Prisoners (Labirynt) - Solidny thriller. Poruszający i emocjonujący, oddziałujący na widza na wielu płaszczyznach, także dzięki niespiesznemu tempu, które daje czas na rzetelność. 8/10

The Revenant (Zjawa) - Piękny wizualnie. To na pewno. Co jeszcze? Mocno gra na emocjach, ale jest odrobinę za długi, w pewnym momencie zaczyna się lekko dłużyć. Całościowo - warto. 7/10

The Nun (Zakonnica) - Odnoszę wrażenie, że z każdą kolejną częścią filmy tej franczyzy są coraz słabsze. Ten jest schematyczny, nudny i nie straszy. Jest bardzo słabo. 3/10

The Meg - Jak na film rzekomo przygodowy, prezentujący polowanie na prehistorycznego mega-rekina (samograj, nieprawdaż?), jest wyjątkowo niemrawy. Plus drewno Statham. 4/10

Nightcrawler (Wolny strzelec) - Znakomity film. Doskonały obraz mediów i błyskotliwy portret socjopaty idealnego. 9/10

Black Mirror: Bandersnatch (Czarne lustro: Bandersnatch) - Interesująca ciekawostka, ale jest to rzecz raczej na raz. Osobiście wolę tradycyjne odcinki "BM", choć i ten film był ostatecznie ciekawym doświadczeniem. 7/10

Birdman - Nie zmogłem całego.
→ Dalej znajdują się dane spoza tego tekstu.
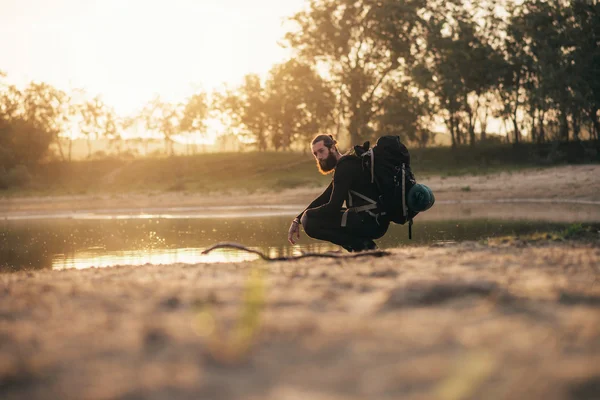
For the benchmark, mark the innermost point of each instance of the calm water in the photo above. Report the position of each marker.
(82, 243)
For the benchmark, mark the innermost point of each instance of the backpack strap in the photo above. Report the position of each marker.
(366, 208)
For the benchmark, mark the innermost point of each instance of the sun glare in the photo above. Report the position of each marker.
(128, 51)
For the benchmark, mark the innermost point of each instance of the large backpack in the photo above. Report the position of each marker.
(389, 165)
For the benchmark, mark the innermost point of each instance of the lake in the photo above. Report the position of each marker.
(109, 238)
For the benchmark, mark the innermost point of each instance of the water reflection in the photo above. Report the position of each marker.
(82, 243)
(86, 259)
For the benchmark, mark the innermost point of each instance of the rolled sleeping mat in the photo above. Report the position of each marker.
(420, 198)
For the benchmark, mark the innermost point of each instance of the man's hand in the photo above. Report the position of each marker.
(294, 230)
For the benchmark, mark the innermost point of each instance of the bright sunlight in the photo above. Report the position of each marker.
(128, 51)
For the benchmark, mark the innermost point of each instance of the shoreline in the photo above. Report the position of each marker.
(506, 319)
(572, 183)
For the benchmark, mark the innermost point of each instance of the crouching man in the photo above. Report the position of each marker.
(353, 227)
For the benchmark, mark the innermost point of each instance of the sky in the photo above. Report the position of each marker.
(129, 50)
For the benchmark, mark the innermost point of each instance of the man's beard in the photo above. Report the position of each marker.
(327, 165)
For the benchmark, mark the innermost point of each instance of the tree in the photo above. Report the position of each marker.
(245, 110)
(361, 45)
(195, 113)
(299, 104)
(163, 119)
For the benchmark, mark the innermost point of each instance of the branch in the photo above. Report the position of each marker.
(223, 245)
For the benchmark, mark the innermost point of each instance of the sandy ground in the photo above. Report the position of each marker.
(508, 319)
(471, 321)
(579, 183)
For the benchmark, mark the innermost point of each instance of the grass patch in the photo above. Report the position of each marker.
(574, 232)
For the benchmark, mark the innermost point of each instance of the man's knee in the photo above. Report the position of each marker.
(309, 225)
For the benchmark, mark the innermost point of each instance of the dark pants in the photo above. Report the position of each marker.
(360, 228)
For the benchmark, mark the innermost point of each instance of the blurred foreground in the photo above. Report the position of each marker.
(512, 318)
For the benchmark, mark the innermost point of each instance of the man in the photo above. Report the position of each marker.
(353, 228)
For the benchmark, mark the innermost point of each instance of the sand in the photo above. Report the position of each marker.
(504, 319)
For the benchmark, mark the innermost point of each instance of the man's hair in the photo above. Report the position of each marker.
(328, 140)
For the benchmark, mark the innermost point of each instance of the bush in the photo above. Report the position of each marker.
(18, 176)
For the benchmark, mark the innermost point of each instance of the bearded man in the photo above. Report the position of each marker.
(353, 227)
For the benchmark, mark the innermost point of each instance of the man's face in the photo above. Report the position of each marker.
(326, 159)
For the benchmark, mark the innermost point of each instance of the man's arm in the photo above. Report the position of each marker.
(322, 199)
(342, 180)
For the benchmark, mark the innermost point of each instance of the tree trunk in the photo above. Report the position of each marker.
(516, 130)
(564, 126)
(596, 124)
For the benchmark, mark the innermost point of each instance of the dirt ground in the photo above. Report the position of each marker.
(471, 321)
(506, 319)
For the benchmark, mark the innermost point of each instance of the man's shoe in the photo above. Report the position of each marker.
(369, 245)
(364, 245)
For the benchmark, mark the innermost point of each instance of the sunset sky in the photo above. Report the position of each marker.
(127, 51)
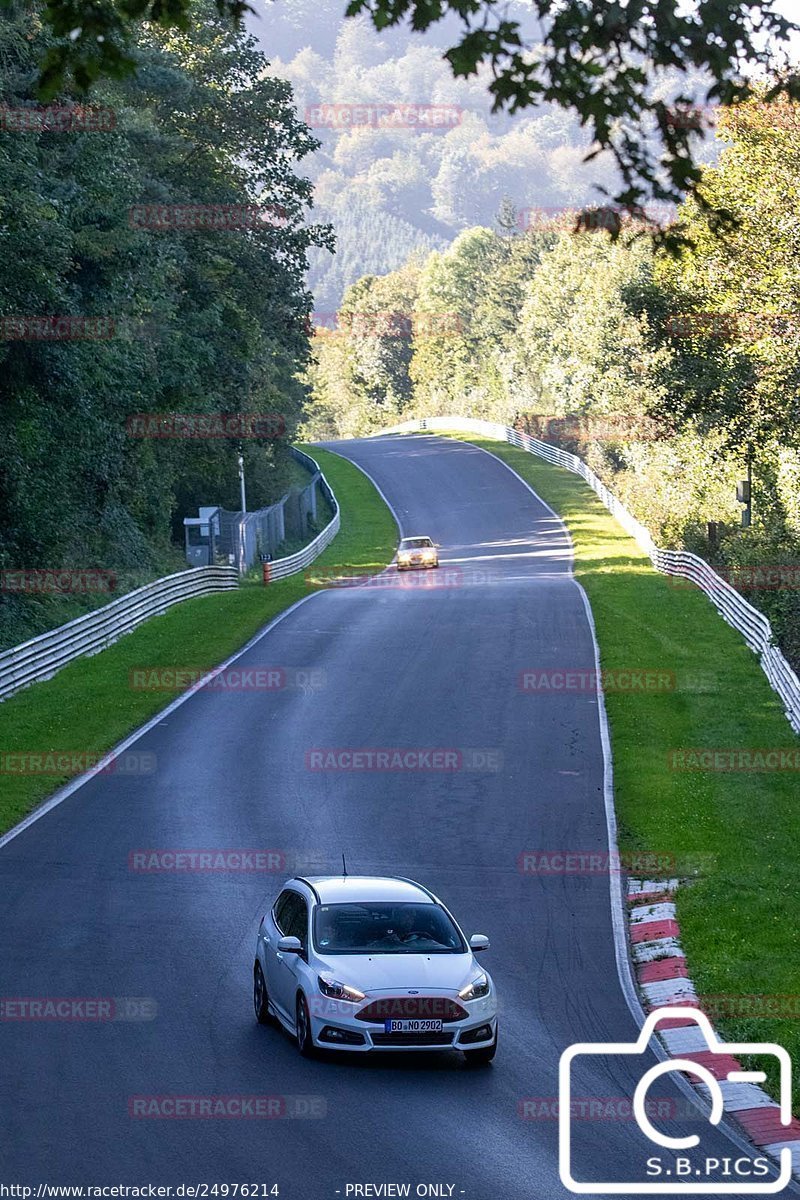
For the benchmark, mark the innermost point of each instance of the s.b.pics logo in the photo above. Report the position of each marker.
(668, 1157)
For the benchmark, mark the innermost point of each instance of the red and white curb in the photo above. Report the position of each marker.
(663, 981)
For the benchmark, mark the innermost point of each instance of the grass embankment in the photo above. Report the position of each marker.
(90, 706)
(737, 832)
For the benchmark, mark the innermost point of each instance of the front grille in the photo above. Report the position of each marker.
(413, 1006)
(413, 1039)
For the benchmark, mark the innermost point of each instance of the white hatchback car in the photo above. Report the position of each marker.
(361, 963)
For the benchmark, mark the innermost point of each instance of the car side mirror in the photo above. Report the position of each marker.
(289, 946)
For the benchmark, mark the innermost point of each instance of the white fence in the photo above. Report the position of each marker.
(44, 655)
(294, 563)
(731, 604)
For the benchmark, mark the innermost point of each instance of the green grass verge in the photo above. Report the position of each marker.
(90, 706)
(735, 833)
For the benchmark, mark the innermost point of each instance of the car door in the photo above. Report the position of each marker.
(274, 928)
(293, 923)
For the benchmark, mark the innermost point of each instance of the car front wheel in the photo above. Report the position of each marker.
(483, 1056)
(302, 1029)
(260, 999)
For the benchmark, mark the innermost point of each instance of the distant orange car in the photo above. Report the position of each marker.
(416, 553)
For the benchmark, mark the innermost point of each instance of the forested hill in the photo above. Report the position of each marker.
(389, 178)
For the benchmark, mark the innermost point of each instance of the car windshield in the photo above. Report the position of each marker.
(385, 929)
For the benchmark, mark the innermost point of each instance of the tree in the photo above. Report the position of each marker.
(203, 322)
(602, 60)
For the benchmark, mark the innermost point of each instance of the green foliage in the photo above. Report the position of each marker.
(605, 70)
(583, 328)
(204, 321)
(198, 633)
(738, 828)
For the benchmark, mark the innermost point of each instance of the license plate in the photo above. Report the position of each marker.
(413, 1025)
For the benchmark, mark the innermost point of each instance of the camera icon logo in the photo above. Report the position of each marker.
(672, 1144)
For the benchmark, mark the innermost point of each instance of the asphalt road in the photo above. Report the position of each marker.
(413, 666)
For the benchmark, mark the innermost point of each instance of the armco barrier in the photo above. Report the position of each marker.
(294, 563)
(44, 655)
(731, 604)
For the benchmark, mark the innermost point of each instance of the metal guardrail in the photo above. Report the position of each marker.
(43, 657)
(302, 558)
(752, 624)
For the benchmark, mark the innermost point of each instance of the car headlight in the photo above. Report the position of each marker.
(336, 990)
(477, 988)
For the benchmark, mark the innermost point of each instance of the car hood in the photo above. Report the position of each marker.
(400, 972)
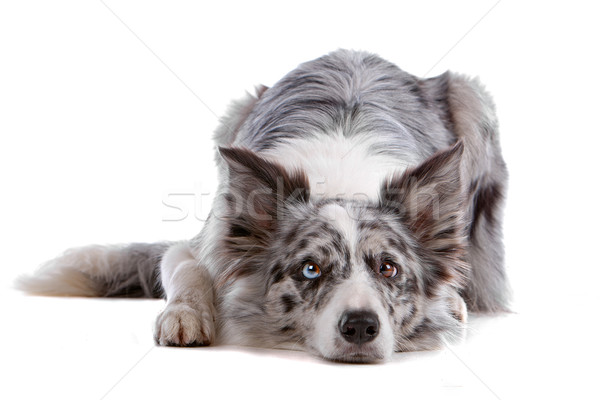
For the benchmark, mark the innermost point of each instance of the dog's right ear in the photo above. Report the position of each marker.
(259, 191)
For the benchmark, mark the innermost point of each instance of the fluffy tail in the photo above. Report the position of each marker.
(100, 271)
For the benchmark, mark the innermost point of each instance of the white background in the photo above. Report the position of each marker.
(107, 108)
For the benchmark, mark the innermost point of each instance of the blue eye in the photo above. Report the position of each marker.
(388, 270)
(311, 271)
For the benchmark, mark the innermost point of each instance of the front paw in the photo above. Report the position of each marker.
(183, 325)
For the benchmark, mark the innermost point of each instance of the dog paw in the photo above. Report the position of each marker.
(183, 325)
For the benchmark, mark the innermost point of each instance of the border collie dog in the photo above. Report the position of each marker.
(358, 214)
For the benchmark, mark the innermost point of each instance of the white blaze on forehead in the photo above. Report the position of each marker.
(342, 220)
(338, 166)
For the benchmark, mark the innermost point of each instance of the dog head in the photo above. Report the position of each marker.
(348, 280)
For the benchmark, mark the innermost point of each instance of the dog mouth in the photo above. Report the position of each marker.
(356, 354)
(357, 358)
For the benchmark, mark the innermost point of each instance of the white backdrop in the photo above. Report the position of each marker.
(107, 111)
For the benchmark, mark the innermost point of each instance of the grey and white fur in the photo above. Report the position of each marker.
(358, 214)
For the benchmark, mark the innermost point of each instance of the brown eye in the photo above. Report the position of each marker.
(388, 270)
(311, 271)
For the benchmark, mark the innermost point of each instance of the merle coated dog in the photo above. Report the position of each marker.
(358, 214)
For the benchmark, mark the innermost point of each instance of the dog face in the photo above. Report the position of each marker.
(347, 280)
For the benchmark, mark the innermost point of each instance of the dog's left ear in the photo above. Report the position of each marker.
(430, 201)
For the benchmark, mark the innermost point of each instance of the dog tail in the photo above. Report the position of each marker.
(100, 271)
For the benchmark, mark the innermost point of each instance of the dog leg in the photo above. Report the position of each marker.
(188, 319)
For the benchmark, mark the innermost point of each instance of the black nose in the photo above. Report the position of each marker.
(359, 326)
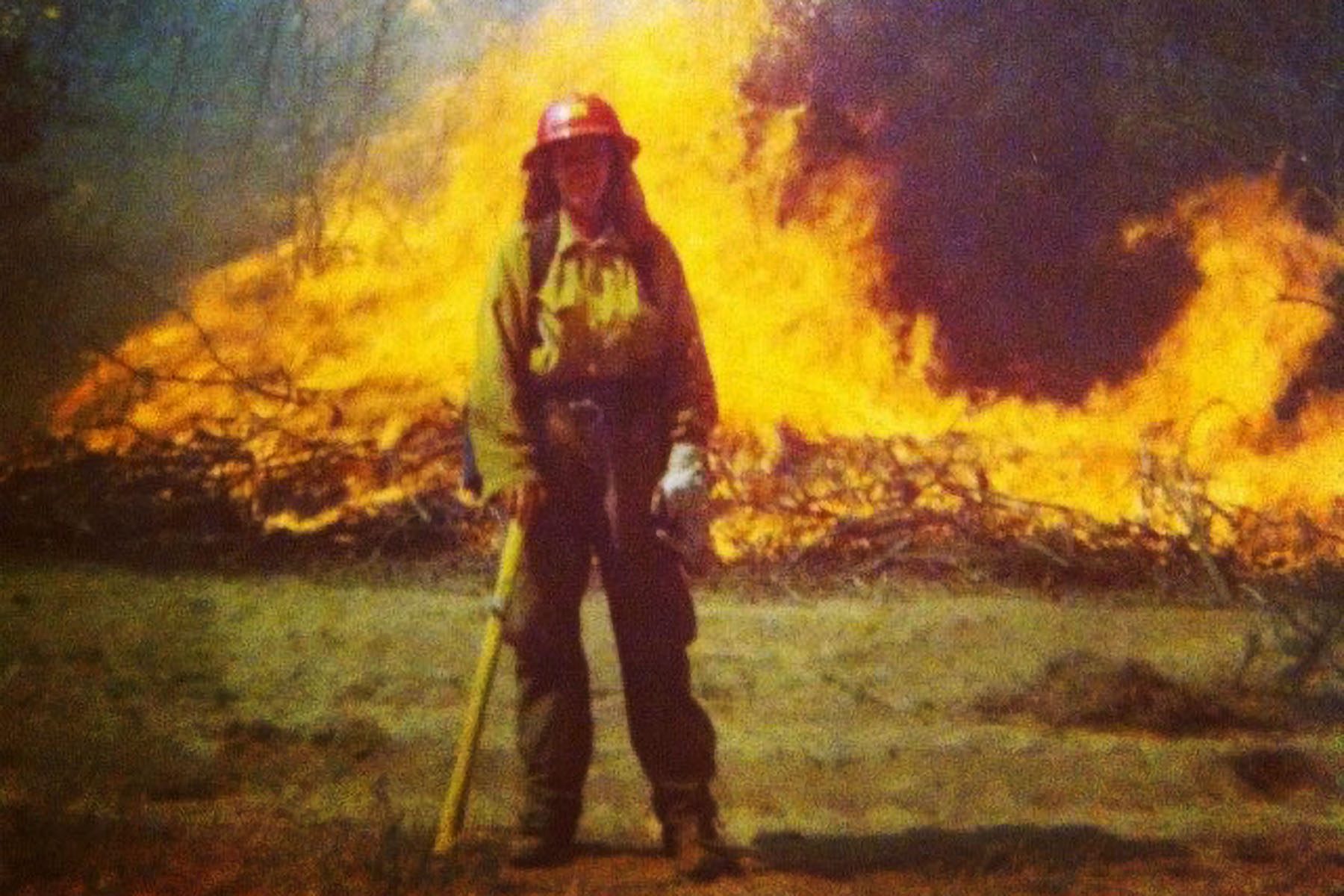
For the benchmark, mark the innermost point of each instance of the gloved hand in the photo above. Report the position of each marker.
(682, 507)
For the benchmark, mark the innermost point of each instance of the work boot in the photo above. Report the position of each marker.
(697, 849)
(539, 849)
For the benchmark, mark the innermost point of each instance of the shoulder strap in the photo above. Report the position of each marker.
(544, 240)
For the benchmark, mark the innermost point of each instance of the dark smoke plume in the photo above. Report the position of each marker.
(1018, 137)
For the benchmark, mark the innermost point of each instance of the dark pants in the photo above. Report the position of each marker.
(600, 472)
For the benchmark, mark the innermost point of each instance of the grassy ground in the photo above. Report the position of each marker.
(194, 732)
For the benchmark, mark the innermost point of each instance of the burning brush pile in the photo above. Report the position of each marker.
(311, 393)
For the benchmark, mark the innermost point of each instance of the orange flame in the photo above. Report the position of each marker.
(383, 334)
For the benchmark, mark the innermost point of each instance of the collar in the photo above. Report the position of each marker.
(570, 238)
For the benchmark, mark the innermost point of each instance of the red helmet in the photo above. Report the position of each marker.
(579, 116)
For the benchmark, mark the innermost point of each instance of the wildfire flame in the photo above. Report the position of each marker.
(383, 332)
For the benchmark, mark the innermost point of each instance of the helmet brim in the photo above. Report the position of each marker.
(625, 144)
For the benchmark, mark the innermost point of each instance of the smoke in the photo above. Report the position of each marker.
(1016, 140)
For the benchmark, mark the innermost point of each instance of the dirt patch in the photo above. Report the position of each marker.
(1081, 689)
(1277, 774)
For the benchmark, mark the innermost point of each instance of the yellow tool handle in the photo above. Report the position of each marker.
(455, 803)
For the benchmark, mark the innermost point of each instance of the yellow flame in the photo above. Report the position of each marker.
(385, 332)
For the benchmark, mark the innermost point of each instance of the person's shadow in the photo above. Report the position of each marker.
(947, 853)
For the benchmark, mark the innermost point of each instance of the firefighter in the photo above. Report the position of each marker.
(591, 402)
Zapewne jestem za mało inteligentny, żeby docenić ten obraz, jednak sprawił na mnie wrażenie sztuki dla sztuki, bezcelowej technicznej masturbacji. Wrażenie robi realizacja (iluzja jednego ujęcia), dobra jest tez gra aktorska. Ale poza tym jest to, jak dla mnie, wydmuszka. 4/10

Split Second (W mgnieniu oka) - Jak dla mnie film jest nieco za bardzo cheesy. Aktorstwo mocno przerysowane, co ma swój urok przez kilkanaście minut, później nuży. Mógł być dużo lepszy. 4/10

Godzilla (2014) - Meh. Po filmie z wielkimi potworami spodziewałem się większej rozpierduchy i szaleństwa urodzaju efektów specjalnych. Tymczasem jest generycznie i dość nudno. 5/10

gorat - 19 Stycznia 2019, 22:33

Birdman mnie mocno zmusił do myślenia, na ile życie jest prawdziwe. I czy osiągamy faktycznie to, czego chcemy. Czy możemy.
nureczka - 20 Stycznia 2019, 10:35

Io - połączenie radzieckiej szkoły długich ujęć z filozofią i socjologią dla opornych. Opcja druga: głębia filmu była tak głęboka, a jak jestem tak płytka, że nie pojęłam.
Tak czy siak, o mało się nie zaziewałam na śmierć.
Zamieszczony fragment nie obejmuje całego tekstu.